Feather edge of 3x4 video in 9x16 project.

Jillian wrote on 6/27/2013, 9:27 PM
I'm editing a 9x16 AVCHD project in 64bit Movie Studio 12.

I have a short clip of the full moon against the night sky shot in 3x4 format, which I've placed on the timeline and it fits into the center of the frame with black pillars on either side, just as it should.

The problem is that the background of the event is dark gray and the edge between the black pillars and gray background looks really weird. I want the entire background of the event to look like the night sky.

The best I've come up with to hide the edge is to use the NewBlue selective focus effect which takes care of about 90 percent of the problem.

Is their some other way to do this? Can you change the shade of black used by Movie Studio to form the background behind images or videos?

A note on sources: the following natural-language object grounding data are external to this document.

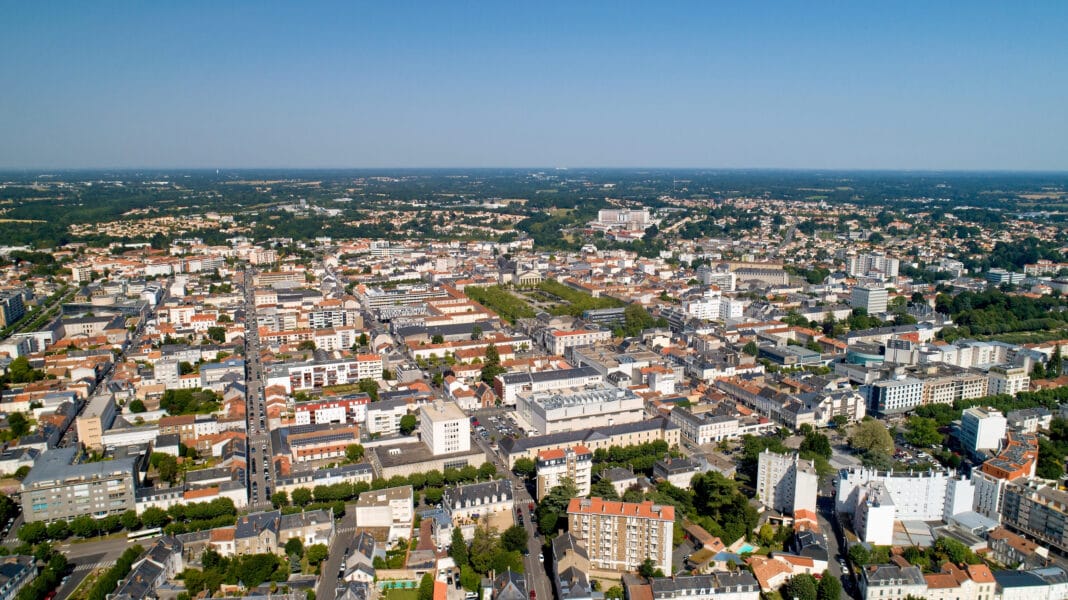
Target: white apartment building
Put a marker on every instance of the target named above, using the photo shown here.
(575, 463)
(872, 299)
(566, 410)
(917, 496)
(892, 396)
(444, 428)
(1008, 380)
(559, 342)
(388, 508)
(983, 429)
(703, 428)
(619, 536)
(874, 514)
(874, 265)
(785, 483)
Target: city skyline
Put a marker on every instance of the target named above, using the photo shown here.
(956, 87)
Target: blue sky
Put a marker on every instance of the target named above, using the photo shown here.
(939, 85)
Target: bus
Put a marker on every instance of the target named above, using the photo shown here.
(144, 534)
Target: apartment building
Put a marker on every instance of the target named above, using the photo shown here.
(346, 409)
(575, 463)
(59, 487)
(704, 428)
(565, 410)
(619, 536)
(559, 342)
(1008, 380)
(508, 385)
(983, 429)
(390, 508)
(786, 483)
(97, 417)
(444, 428)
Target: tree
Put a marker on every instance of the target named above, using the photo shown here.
(354, 453)
(458, 549)
(426, 587)
(524, 467)
(294, 547)
(829, 588)
(515, 538)
(872, 436)
(316, 553)
(33, 533)
(800, 587)
(301, 496)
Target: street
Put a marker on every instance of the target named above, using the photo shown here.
(261, 454)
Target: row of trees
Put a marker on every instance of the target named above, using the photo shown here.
(487, 552)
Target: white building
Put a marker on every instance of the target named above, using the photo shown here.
(785, 483)
(916, 495)
(874, 514)
(982, 429)
(389, 508)
(567, 410)
(872, 299)
(575, 463)
(444, 428)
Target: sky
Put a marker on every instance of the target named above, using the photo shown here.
(806, 84)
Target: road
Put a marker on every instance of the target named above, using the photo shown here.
(536, 570)
(327, 588)
(88, 556)
(261, 452)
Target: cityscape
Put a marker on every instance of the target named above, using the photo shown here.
(299, 354)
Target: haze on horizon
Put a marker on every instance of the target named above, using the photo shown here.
(955, 85)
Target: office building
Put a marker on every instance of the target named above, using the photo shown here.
(59, 487)
(444, 428)
(872, 299)
(97, 417)
(786, 483)
(982, 429)
(567, 410)
(575, 463)
(1008, 380)
(619, 536)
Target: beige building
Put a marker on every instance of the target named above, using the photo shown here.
(390, 508)
(619, 536)
(575, 463)
(95, 420)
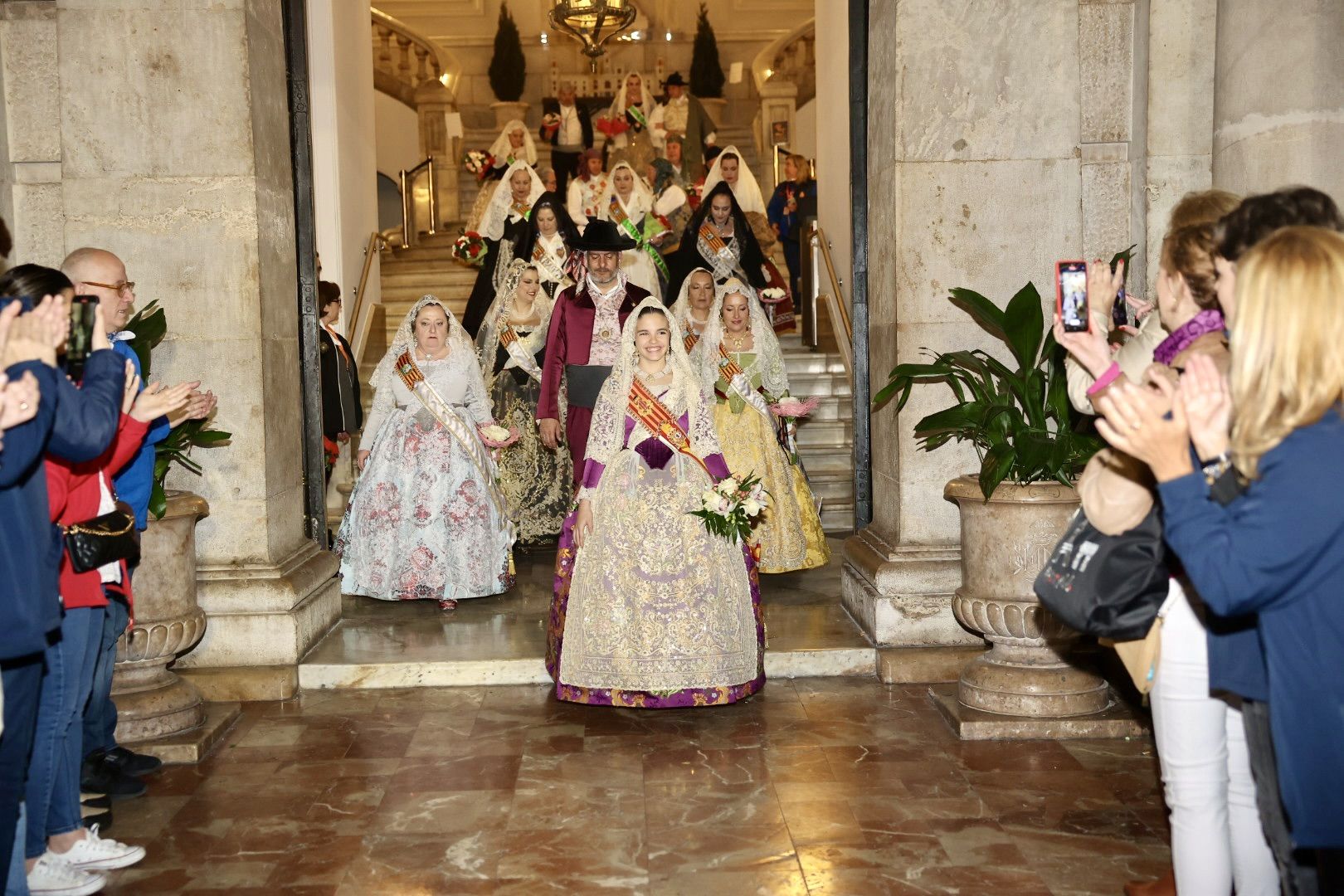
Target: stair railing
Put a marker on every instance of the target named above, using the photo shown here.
(819, 256)
(407, 183)
(362, 312)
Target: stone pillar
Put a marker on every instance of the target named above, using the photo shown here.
(778, 104)
(1278, 95)
(975, 180)
(177, 156)
(30, 178)
(433, 104)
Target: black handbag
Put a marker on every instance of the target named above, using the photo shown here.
(104, 539)
(1110, 586)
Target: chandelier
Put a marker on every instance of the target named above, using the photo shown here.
(593, 22)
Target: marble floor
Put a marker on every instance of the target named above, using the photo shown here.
(502, 640)
(840, 786)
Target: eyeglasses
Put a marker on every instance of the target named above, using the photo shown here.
(124, 288)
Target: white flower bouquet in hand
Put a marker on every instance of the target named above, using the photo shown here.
(496, 437)
(730, 507)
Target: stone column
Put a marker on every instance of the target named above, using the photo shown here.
(177, 156)
(1278, 95)
(433, 104)
(975, 180)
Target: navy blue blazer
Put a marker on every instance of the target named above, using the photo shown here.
(1277, 551)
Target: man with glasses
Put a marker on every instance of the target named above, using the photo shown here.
(110, 768)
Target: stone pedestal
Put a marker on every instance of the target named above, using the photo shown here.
(158, 712)
(507, 112)
(1029, 670)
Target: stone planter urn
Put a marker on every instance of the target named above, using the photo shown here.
(152, 702)
(1004, 543)
(507, 112)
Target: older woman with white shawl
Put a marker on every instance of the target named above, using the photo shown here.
(511, 347)
(652, 610)
(745, 368)
(426, 519)
(628, 203)
(635, 105)
(505, 229)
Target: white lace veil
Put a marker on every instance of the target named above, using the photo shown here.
(746, 191)
(621, 104)
(502, 147)
(488, 338)
(640, 202)
(687, 394)
(682, 306)
(496, 214)
(769, 359)
(405, 340)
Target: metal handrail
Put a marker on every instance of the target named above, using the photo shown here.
(834, 299)
(407, 183)
(359, 320)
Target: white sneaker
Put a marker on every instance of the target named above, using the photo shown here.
(52, 876)
(95, 853)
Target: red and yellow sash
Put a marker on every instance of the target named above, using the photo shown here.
(713, 240)
(657, 419)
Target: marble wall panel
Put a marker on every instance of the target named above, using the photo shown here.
(182, 102)
(1107, 202)
(1107, 67)
(32, 80)
(983, 226)
(986, 82)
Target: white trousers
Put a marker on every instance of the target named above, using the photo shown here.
(1216, 837)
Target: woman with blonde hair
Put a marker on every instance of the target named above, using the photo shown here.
(1277, 548)
(745, 370)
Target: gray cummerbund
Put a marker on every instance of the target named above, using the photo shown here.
(585, 382)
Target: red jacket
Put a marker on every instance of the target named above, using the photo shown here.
(73, 494)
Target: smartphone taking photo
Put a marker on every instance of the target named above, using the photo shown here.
(1071, 296)
(78, 345)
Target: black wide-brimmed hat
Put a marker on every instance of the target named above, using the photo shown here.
(604, 236)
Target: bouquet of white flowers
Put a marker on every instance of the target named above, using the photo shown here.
(728, 507)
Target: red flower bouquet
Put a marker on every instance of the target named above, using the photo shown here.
(470, 249)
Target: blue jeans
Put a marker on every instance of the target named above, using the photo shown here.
(22, 680)
(17, 881)
(100, 723)
(52, 793)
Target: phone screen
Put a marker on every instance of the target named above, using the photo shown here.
(1071, 296)
(81, 334)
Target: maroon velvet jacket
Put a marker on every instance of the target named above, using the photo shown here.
(570, 336)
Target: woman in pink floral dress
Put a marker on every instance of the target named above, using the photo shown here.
(426, 518)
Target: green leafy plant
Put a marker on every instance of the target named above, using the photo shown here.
(1019, 421)
(149, 325)
(706, 73)
(509, 65)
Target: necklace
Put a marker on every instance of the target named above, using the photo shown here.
(645, 377)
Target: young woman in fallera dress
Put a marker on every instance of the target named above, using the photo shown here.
(650, 609)
(745, 366)
(693, 309)
(426, 518)
(535, 480)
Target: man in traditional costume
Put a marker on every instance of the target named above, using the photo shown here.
(683, 116)
(583, 338)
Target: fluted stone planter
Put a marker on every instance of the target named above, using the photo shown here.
(507, 112)
(152, 702)
(1004, 543)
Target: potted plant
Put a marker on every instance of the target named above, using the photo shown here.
(1031, 449)
(152, 702)
(509, 71)
(706, 73)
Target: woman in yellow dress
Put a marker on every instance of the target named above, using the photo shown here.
(741, 358)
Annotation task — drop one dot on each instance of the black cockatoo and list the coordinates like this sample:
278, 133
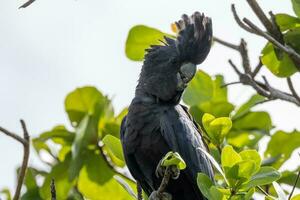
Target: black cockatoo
156, 123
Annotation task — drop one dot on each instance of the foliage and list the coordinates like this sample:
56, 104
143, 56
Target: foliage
85, 156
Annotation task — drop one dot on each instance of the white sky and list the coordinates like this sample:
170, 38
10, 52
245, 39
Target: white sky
54, 46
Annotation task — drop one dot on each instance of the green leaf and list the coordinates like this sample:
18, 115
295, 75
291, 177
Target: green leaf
6, 192
213, 162
218, 109
204, 184
249, 194
285, 151
264, 176
62, 183
296, 7
219, 128
139, 38
245, 108
219, 92
173, 158
127, 186
250, 122
229, 157
114, 147
96, 180
215, 193
87, 101
246, 168
289, 178
252, 155
281, 68
292, 38
199, 90
86, 134
206, 120
59, 135
286, 22
296, 197
280, 193
244, 139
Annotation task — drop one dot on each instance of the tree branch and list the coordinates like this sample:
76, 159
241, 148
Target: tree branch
247, 78
164, 181
273, 33
261, 15
227, 44
292, 89
53, 190
239, 21
139, 191
295, 184
25, 141
257, 69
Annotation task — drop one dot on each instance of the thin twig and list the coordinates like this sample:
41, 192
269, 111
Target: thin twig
53, 190
139, 191
232, 83
13, 135
28, 3
25, 141
295, 184
257, 69
111, 165
290, 51
292, 89
164, 181
247, 78
276, 30
227, 44
26, 147
261, 15
262, 190
239, 21
245, 57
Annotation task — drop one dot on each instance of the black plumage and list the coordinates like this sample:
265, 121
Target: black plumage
156, 123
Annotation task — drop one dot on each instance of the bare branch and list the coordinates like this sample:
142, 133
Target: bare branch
292, 89
139, 191
247, 78
276, 30
239, 21
232, 83
290, 51
25, 141
227, 44
257, 68
13, 135
245, 57
164, 181
53, 190
28, 3
261, 15
295, 184
26, 147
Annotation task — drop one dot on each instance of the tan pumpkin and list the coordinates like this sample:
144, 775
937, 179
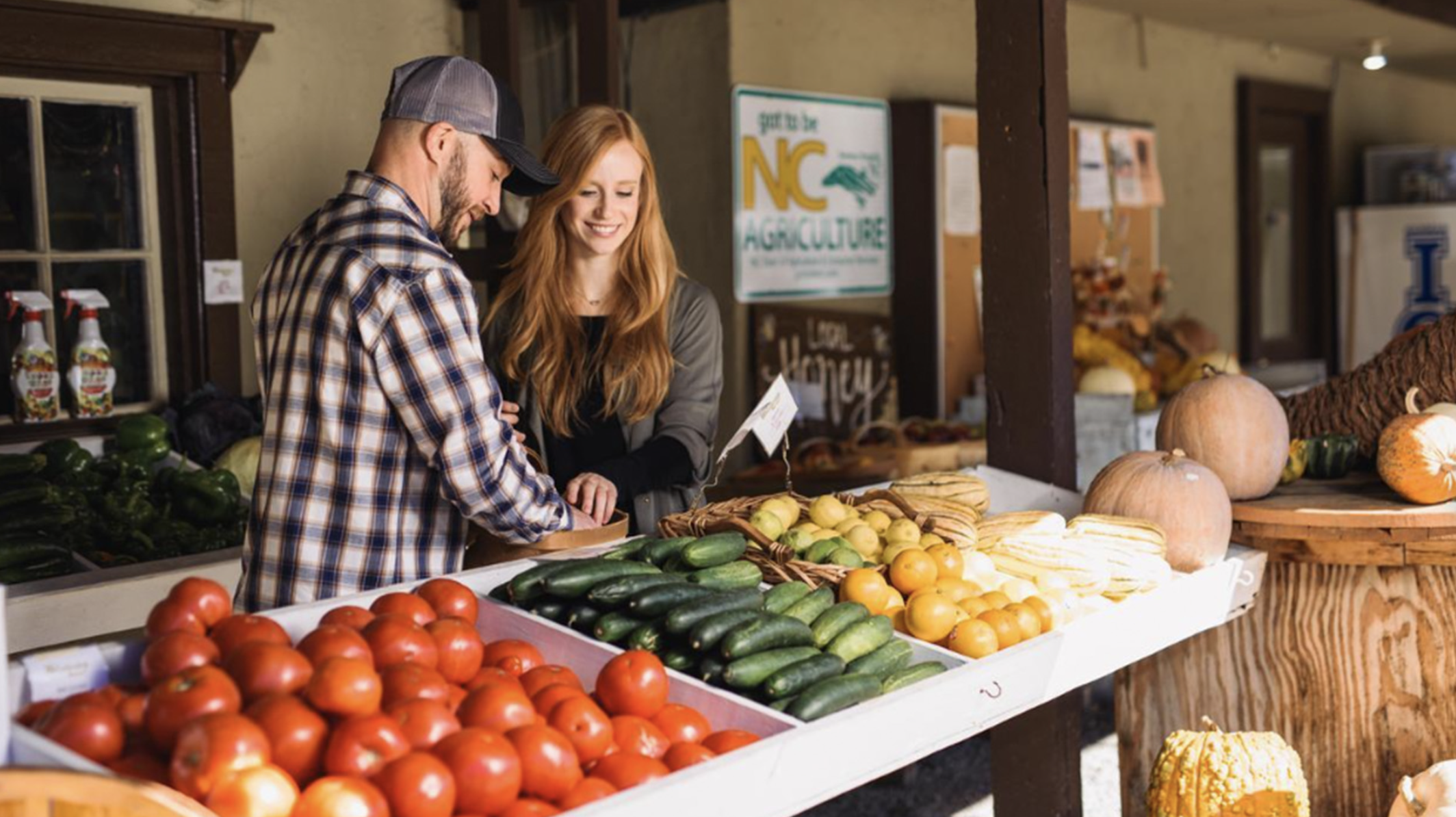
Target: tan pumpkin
1174, 493
1234, 426
1417, 455
1216, 774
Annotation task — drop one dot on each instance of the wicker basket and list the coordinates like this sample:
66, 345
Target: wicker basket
777, 560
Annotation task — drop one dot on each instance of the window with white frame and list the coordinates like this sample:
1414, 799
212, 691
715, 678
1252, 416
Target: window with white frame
79, 210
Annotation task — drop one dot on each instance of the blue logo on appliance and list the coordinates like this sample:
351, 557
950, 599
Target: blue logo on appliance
1426, 299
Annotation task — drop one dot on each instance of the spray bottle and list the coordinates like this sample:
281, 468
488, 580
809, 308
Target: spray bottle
91, 375
32, 367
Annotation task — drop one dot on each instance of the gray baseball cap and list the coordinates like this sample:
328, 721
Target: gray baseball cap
459, 91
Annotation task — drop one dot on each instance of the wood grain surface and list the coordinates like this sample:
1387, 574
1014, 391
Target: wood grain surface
1351, 664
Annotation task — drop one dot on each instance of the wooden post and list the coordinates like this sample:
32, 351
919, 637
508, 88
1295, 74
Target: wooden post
1021, 83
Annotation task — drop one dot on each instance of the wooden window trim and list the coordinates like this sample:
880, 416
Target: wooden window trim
191, 64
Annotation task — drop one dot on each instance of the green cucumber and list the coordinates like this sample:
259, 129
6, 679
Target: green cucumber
892, 657
684, 618
715, 549
813, 605
575, 580
708, 632
782, 596
657, 600
862, 638
915, 673
729, 577
797, 677
836, 619
618, 591
747, 673
768, 632
832, 695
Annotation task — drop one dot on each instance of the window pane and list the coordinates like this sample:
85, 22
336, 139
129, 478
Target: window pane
14, 276
16, 184
91, 177
124, 326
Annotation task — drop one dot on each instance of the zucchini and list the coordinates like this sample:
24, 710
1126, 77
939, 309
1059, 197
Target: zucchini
768, 632
862, 638
729, 577
747, 673
892, 657
912, 675
797, 677
832, 695
836, 619
715, 549
782, 596
686, 617
575, 580
813, 605
657, 600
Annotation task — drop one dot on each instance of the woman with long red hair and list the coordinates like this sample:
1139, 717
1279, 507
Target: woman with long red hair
613, 356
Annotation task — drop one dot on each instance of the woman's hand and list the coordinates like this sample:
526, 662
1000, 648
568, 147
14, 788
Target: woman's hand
593, 494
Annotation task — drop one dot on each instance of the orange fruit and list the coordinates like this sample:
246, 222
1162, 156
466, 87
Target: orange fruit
913, 570
973, 638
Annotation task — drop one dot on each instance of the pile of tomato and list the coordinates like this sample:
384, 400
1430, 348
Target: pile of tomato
400, 710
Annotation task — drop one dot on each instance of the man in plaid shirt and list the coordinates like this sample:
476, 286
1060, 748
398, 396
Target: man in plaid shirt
385, 433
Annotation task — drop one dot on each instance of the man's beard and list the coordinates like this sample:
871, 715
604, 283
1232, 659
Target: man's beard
453, 200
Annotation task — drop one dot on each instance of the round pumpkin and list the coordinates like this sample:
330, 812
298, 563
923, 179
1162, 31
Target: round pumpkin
1216, 774
1234, 426
1175, 493
1417, 456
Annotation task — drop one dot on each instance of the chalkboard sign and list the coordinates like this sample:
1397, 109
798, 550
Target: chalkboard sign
839, 366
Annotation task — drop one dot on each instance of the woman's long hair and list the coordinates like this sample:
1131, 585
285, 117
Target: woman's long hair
547, 344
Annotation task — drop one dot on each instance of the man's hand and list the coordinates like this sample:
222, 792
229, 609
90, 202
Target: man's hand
593, 494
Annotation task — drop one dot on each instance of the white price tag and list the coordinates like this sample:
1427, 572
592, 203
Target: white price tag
66, 672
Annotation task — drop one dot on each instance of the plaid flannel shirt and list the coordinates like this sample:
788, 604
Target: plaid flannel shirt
380, 420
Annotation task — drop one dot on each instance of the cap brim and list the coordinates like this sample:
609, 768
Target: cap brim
529, 177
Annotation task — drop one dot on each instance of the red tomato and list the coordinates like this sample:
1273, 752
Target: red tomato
296, 733
625, 769
449, 597
418, 786
174, 615
261, 791
263, 667
640, 736
405, 605
681, 724
547, 675
398, 640
185, 698
351, 617
363, 746
460, 649
210, 600
727, 740
485, 766
516, 657
684, 755
346, 686
88, 729
214, 747
408, 682
549, 765
175, 651
341, 797
584, 724
335, 641
237, 630
498, 708
424, 721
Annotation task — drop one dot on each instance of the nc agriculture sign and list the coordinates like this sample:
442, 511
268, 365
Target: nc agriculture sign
811, 196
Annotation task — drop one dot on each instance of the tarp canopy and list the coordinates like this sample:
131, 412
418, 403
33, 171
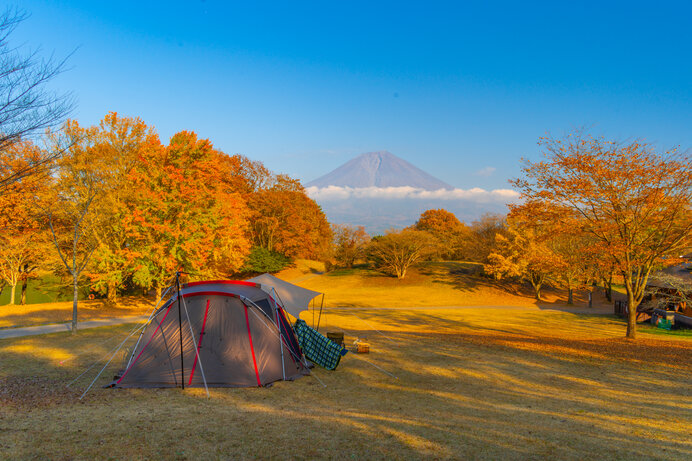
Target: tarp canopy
293, 298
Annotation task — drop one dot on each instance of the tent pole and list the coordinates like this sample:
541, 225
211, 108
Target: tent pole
132, 356
281, 346
180, 331
300, 359
194, 344
320, 316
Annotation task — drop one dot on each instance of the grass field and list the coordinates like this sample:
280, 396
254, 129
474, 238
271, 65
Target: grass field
40, 314
495, 383
430, 284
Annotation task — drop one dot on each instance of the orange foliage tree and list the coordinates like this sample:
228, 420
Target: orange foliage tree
349, 243
396, 251
447, 229
23, 240
184, 214
286, 220
634, 201
523, 251
69, 204
119, 142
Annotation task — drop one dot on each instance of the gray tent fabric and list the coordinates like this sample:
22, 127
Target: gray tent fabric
238, 344
295, 299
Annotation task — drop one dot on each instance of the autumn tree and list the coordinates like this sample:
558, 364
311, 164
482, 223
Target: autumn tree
23, 240
350, 243
69, 205
27, 105
447, 229
633, 199
396, 251
287, 221
523, 252
481, 240
184, 214
119, 142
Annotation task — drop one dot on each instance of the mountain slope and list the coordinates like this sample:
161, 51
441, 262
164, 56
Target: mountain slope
379, 169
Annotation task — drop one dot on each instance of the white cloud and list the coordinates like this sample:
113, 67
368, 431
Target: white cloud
485, 172
475, 194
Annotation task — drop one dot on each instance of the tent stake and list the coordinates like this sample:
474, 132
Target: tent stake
180, 331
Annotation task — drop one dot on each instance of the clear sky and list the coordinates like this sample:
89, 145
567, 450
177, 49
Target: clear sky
462, 90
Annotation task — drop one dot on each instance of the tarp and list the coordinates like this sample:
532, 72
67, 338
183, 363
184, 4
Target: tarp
293, 298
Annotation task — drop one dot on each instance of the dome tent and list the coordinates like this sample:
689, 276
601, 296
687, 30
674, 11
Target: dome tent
231, 333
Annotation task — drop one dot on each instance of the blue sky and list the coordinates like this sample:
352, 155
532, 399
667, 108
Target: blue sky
461, 90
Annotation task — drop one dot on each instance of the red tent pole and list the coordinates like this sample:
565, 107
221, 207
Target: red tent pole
180, 331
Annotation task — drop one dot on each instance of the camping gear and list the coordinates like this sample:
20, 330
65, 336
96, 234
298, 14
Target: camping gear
231, 334
337, 337
317, 348
361, 346
293, 299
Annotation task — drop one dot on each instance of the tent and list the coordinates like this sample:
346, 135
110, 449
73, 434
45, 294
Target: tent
231, 334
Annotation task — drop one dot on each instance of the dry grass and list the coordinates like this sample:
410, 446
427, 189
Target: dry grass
471, 383
60, 312
431, 284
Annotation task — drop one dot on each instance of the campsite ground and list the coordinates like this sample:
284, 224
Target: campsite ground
429, 284
526, 381
470, 383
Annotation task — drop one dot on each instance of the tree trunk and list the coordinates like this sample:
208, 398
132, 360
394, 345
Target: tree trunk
608, 288
25, 283
75, 296
112, 294
12, 289
631, 317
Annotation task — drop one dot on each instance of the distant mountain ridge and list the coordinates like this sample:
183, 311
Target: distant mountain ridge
379, 169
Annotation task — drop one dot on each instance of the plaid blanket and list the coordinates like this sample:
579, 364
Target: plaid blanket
316, 347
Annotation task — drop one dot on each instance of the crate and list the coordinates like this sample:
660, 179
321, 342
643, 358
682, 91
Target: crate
361, 347
336, 337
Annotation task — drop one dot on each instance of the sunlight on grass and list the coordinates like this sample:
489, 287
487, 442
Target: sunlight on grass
470, 384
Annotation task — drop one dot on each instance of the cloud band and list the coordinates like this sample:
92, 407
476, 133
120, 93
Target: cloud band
475, 194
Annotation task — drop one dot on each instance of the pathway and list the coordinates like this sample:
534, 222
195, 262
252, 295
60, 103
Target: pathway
61, 327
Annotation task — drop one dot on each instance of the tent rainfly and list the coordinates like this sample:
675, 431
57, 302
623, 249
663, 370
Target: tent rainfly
231, 334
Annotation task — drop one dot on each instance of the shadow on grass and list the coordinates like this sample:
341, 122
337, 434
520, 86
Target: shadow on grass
472, 393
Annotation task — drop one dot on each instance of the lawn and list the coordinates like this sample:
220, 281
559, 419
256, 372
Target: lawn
429, 284
433, 284
496, 383
61, 312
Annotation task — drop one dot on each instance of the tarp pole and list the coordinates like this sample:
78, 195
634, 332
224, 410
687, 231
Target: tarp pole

Is there another effect that would work better?

Any suggestions would be greatly appreciated.

Comments

musicvid10 wrote on 6/27/2013, 9:28 PM
You can drop a solid color on the bottom track in whatever shade you wish.
You can use the eyedropper to match the color of your video background.
Easy as pie.
richard-amirault wrote on 6/28/2013, 5:21 PM
From a thread in the Pro Vegas Forum:

A partial quote from johnmeyer:

You sometimes can use a cookie cutter -- or the more sophisticated ability in Vegas Pro, using masks -- to let video from a lower track "show through" the mask and replace video on the upper track. The trick is getting the video on the lower track to be something that is less obnoxious to look at than the thing you are trying to remove. Depending on your video, and depending on whether the mouse cursor is in motion, you may find that you can use a combination of moving the video on the lower (replacement) track a few frames in one direction or the other, and also using pan/crop on the lower track replacement event to make the replacement video "line up" with your main video. By doing this, you are actually using video from nearby frames where the object to be replaced doesn't appear in the same position as the current frame.

This might work for you.
musicvid10 wrote on 6/28/2013, 9:20 PM
With all respect, brighterside, that's a lot of work.
Matching (or altering and matching) the original backround is an easier approach, and rarely visible when the whole thing is rendered to REC 709.
Jillian wrote on 6/28/2013, 11:58 PM
Thanks, Musicvid!

That was just what I needed, and it worked perfectly. I had tried using a solid color and the cookie cutter above my event, but I couldn't get it to look right. I had never thought of putting the color below the clip to serve as the background.

Again, thanks for a simple solution to what had become a very frustrating exercise.